After a GAL was appointed to investigate, George filed an emergency motion to restrict Betty’s parenting time, on grounds that Betty and her new spouse were not vaccinated, and that they traveled to Wisconsin with no concern about exposing the children to COVID-19. George grew concerned that their carelessness might result in the children spreading the virus to his newly pregnant wife. Refusing to acknowledge and negotiate changes in their home lives, the couple essentially asked the court to validate one parent’s life choices over the other, using the children as a wedge. The emergency motion languished, but the filing spurred more animosity in subsequent motions over co-parenting.
- Last June, Sean wanted his teenaged son to get vaccinated. Sean’s ex Liz objected, claiming that because the boy had already contracted the virus he was likely immune. The son told both parents that he wanted the vaccine in order to hang out, unmasked, with his friends. Noting the son’s preference, the GAL recommended vaccination, to Liz’s chagrin. When vaccine eligibility was extended to younger children, Sean—wishing to avoid another Court dispute—scheduled their 8-year-old daughter for the shot without seeking Liz’s approval.

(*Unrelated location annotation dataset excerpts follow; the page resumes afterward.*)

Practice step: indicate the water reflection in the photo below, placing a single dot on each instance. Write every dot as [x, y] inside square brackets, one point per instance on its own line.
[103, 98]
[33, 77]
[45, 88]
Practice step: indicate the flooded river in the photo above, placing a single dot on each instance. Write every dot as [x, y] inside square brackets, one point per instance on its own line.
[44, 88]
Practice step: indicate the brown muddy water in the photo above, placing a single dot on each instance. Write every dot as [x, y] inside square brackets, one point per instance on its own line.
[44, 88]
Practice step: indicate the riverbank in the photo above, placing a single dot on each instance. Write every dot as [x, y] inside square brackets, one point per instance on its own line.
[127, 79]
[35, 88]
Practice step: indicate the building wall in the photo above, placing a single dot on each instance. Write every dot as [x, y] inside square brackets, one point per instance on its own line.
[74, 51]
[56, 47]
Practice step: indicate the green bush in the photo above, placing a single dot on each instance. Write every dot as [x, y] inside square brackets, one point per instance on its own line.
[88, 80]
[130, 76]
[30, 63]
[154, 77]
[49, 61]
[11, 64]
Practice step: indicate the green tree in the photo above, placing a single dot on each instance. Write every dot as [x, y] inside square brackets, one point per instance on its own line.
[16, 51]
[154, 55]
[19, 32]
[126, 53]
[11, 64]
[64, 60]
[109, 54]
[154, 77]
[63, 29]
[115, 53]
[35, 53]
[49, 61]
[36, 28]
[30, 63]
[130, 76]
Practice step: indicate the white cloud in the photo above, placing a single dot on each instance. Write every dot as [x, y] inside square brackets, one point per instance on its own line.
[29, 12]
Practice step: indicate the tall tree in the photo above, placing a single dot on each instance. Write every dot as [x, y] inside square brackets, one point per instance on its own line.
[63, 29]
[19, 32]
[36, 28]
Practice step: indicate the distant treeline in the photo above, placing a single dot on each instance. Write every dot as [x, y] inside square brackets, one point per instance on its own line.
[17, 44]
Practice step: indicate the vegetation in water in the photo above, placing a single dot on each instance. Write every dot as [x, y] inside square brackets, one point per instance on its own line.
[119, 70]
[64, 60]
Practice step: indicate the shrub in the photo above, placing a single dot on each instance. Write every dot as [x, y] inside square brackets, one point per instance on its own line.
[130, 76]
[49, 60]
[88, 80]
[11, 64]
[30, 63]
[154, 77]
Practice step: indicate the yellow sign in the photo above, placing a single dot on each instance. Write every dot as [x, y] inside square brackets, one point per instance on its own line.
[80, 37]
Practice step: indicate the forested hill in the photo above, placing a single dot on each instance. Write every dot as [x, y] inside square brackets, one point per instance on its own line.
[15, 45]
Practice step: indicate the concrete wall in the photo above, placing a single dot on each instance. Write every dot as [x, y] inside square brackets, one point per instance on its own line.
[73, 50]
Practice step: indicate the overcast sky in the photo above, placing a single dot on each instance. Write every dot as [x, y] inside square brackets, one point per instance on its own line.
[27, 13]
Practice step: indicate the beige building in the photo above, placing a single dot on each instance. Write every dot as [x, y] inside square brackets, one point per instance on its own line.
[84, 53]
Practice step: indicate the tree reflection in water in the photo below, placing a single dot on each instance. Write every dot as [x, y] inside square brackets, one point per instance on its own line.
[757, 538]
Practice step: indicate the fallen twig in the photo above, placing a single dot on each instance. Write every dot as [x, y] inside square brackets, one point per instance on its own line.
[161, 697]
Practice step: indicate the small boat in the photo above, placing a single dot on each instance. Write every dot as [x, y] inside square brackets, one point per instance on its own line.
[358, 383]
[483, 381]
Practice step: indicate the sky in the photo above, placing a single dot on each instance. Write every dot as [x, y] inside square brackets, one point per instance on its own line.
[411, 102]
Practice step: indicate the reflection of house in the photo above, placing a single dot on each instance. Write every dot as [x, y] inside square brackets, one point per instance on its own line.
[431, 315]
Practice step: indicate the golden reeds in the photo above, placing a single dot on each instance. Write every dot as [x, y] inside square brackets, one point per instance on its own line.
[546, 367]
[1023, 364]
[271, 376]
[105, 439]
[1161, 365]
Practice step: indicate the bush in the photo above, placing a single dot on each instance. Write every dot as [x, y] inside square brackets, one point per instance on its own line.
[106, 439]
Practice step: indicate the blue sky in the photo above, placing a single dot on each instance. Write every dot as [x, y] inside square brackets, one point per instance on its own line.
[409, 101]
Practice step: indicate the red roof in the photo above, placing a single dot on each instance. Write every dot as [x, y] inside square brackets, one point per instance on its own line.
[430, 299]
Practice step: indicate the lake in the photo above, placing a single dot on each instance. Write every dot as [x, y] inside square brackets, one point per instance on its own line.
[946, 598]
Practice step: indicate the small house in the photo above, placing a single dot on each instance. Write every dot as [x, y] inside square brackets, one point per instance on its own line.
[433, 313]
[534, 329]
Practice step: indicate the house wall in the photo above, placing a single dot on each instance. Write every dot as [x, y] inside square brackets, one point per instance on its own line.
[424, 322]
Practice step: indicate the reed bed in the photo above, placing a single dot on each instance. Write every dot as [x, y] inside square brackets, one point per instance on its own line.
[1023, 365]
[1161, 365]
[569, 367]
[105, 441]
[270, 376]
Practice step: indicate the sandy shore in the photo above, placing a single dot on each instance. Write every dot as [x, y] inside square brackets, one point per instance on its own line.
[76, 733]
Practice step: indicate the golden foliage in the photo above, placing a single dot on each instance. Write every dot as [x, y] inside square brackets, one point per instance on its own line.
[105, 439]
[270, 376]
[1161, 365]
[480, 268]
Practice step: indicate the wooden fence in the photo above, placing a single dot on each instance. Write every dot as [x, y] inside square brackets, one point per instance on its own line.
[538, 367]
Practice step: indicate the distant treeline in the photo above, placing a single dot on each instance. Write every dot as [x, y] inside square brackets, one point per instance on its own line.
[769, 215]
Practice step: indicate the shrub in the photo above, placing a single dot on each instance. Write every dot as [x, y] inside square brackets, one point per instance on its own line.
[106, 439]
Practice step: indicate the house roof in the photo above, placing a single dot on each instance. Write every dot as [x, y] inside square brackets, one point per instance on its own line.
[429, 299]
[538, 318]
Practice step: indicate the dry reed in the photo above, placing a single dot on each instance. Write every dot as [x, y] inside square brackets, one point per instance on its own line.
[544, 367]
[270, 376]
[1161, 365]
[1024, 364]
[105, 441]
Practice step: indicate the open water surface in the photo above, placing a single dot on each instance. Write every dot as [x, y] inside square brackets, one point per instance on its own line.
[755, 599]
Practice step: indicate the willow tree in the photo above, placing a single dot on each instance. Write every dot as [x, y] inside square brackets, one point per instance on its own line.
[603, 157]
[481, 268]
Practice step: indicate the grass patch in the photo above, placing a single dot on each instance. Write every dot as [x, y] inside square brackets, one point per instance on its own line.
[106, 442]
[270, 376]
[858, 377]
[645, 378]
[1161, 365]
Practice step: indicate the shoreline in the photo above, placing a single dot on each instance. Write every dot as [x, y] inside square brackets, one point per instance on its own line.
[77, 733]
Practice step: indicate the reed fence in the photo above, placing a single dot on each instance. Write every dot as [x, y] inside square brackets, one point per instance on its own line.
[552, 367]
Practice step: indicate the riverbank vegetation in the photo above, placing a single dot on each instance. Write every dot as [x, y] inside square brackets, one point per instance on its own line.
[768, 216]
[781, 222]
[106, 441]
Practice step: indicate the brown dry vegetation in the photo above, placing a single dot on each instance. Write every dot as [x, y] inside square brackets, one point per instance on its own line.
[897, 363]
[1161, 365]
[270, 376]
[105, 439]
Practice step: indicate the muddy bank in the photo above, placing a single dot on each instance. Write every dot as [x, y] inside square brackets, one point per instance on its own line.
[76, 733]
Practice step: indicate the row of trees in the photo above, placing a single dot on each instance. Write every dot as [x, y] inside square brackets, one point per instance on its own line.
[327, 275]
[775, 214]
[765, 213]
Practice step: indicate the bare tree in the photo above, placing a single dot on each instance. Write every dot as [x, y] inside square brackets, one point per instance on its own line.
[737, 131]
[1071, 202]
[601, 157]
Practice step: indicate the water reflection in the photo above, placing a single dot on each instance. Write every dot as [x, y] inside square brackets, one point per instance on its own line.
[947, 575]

He then asked the child to keep her vaccination status secret, dragging her into their fight and jeopardizing her trust in both parents.
In each of these cases, the ability of parents to cooperate eroded under the weight of the pandemic, leading them to cede important family decisions to a guardian ad litem and an unfamiliar judge. Ongoing litigation feeds further animosity; parents channel unprecedented stresses into mutual distrust. They fail to hear their children’s voices. And the kids are not all right. They have been left to advocate for themselves, through a GAL, when what they need is support and assurance from both parents.
In the same way that a series of adrenaline rushes can physically fatigue the body, the steady drumbeat of virus-created stressors has fatigued the spirit, crippling these parents’ capacity for compassion and cooperation in addressing solvable issues.
Similarly, the onslaught of novel crises during the pandemic—with no valleys of calm in between—has deepened the cracks in the family legal system. COVID-19-fueled disputes have added to the caseload: one dispute after another, fewer periods of reflection, more fighting, more GAL appointments. As a result, co-parenting arrangements now must include new discussion of remote learning, masks, travel, vaccines and more. This global pandemic has irrevocably changed family court proceedings, as the court faces an increase in the newly contentious issues that have been added to its docket since 2020.